Artwork / City Light

Light Encroached Homes / 光染民居

Commercial light presses into the private architecture of Mong Kok.

Low-angle fisheye photograph of Hong Kong neon signs and residential buildings around a dark sky.

Light Encroached Homes

  • Chinese title: 光染民居
  • Series: City Light
  • Year: 2014
  • Location: Mong Kok, Hong Kong
  • Medium: Archival pigment print
  • Print: Edition and size details available on request.

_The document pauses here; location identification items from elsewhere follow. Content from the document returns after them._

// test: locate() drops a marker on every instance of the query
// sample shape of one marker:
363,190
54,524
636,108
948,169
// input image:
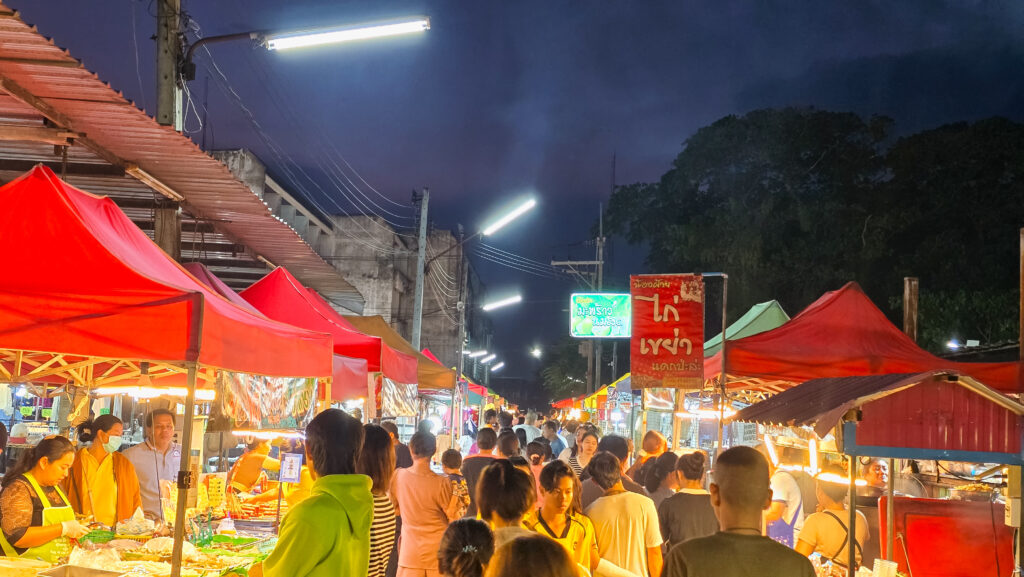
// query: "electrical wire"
514,255
138,69
519,261
508,264
288,165
349,190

Light Encroached Homes / 光染民居 turns a Hong Kong street into a chamber of brightness and pressure. Photographed from an ultra-low angle, the surrounding signboards and buildings bend around a deep night sky. The effect is theatrical, but the subject is civic: the way commercial light enters domestic space and changes how the city is felt after dark. The image belongs to the City Light series because it treats illumination as an active force rather than decoration. It also anchors Kwok’s Hong Kong work, where beauty and discomfort often occupy the same frame. The photograph is direct, graphic, and almost architectural, but the title keeps the human consequence visible: homes are not just seen by the light; they are encroached upon by it.

Caption: Commercial light presses into the private architecture of Mong Kok.

Award/source note: HKU Light Pollution Photography Competition 2014, Champion.